Thomas Donohue, president of the US Chamber of Commerce, spoke approvingly during a speech and press conference in Washington about two new top Obama staff appointments, as well as what he called “a new tone coming from the White House.”
The chamber is America’s largest business group and a lobbying powerhouse on Capitol Hill.
Mr. Donohue first hailed the appointment of Chicago banking executive William Daley as President Obama’s new chief of staff last week, when he called Mr. Daley “a man of stature and extraordinary experience.”
Donohue’s new comments about the White House came during a speech and press conference about the state of US business, which he said "is improving." The chamber is predicting economic growth of 3.2 percent in 2011 and is “cautiously optimistic that the recovery will continue and pick up steam," he said. That would still leave unemployment in the 8.5 to 9 percent range by year’s end, Donohue cautioned.
“We still face a number of risks that could send us in the wrong direction, and our recovery is fragile and uneven,” Donohue said. "When it comes to jobs, we have a steep hill to climb.”
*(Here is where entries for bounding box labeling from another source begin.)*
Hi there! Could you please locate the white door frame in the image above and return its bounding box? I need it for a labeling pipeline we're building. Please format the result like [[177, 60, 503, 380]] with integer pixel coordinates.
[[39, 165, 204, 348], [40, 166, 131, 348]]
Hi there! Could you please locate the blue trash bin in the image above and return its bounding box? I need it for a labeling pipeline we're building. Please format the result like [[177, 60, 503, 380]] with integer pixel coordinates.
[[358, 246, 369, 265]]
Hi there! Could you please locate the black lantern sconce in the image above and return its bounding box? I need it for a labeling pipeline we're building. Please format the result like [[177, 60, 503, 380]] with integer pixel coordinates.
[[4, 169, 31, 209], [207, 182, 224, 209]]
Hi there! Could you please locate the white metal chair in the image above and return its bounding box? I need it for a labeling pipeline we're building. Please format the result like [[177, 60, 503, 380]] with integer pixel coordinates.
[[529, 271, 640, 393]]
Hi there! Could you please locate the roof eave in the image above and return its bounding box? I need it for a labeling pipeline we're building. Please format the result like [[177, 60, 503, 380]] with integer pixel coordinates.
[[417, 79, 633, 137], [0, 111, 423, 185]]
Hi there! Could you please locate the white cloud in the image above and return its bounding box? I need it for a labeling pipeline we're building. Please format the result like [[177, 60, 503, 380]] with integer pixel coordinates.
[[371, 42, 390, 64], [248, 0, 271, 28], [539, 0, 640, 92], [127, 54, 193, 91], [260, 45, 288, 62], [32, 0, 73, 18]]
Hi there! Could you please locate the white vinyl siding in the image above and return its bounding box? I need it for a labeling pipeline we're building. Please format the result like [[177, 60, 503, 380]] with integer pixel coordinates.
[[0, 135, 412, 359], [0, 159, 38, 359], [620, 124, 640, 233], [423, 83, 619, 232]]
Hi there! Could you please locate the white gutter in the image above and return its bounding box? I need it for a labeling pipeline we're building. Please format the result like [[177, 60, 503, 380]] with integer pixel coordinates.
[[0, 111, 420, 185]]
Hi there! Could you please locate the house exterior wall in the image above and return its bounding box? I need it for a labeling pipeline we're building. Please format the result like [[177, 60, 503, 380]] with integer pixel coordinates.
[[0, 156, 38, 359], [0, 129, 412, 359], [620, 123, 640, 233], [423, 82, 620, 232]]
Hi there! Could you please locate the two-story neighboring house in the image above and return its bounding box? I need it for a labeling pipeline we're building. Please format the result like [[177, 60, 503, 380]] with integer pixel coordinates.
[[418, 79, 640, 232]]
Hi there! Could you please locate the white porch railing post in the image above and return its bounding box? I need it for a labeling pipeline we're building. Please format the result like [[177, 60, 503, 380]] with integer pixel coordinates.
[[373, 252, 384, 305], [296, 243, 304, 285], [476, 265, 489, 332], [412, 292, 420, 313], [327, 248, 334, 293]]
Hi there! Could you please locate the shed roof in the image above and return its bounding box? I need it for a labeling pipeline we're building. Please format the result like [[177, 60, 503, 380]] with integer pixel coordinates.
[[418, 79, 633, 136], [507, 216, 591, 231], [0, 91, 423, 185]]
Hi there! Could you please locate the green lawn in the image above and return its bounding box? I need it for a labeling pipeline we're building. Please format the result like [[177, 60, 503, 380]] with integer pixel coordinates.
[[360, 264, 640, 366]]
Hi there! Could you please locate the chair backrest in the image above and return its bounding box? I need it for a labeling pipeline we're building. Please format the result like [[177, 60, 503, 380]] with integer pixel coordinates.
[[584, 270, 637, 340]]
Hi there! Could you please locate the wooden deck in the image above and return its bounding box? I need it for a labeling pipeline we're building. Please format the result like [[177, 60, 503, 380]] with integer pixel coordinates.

Tense relations between the Obama White House and the business community have “never been personal with us,” Donohue said. “It has always been arguments about what we thought about labor or environmental law or health-care law.”
He added, "There may have been some people over there that got sort of excited about trying to represent their interests." The "over there" comment refers to the fact the chamber's imposing headquarters sit just across Lafayette Park from the White House.
At one point earlier in his administration, Mr. Obama told "60 Minutes" that he "did not run for office to be helping out a bunch of fat cat bankers on Wall Street.” And at a meeting with business executives last year, the president railed against them for saying one thing in White House meetings while their lobbyists did another “up on Capitol Hill.”
Relations with the business community began improving after the midterm elections, in which Democrats lost control of the House. Shortly thereafter, Obama agreed to a compromise with Republicans to extend Bush-era tax cuts, and he then reshaped his White House team. Both moves appealed to business groups.
In addition to praising Daley on Tuesday as "a real pro,” Donohue also spoke approvingly of Gene Sperling, Obama’s recent choice to head the National Economic Council. “Sperling has done this before and knows the people,” Donohue said.
There are still major areas of disagreement between the business community and the White House. Donohue singled out the regulations springing from health-care reform and financial regulation – legislation that the Obama administration considers among its biggest domestic accomplishments. Donohue called them a “regulatory tsunami” that is “the single biggest challenge to jobs, our global competitiveness, and the future of American enterprise.”
The chamber will fight for repeal of the health-care legislation and for changes in the financial-regulation legislation, Donohue said. The chamber is also seeking to block the Environmental Protection Agency from regulating greenhouse-gas emissions.
“No one should expect the chamber to march in lock step with anyone else’s agenda but our own,” Donohue said.
Another big step in business-White House relations will come on Feb. 7, when Obama is slated to give a speech at the chamber's headquarters.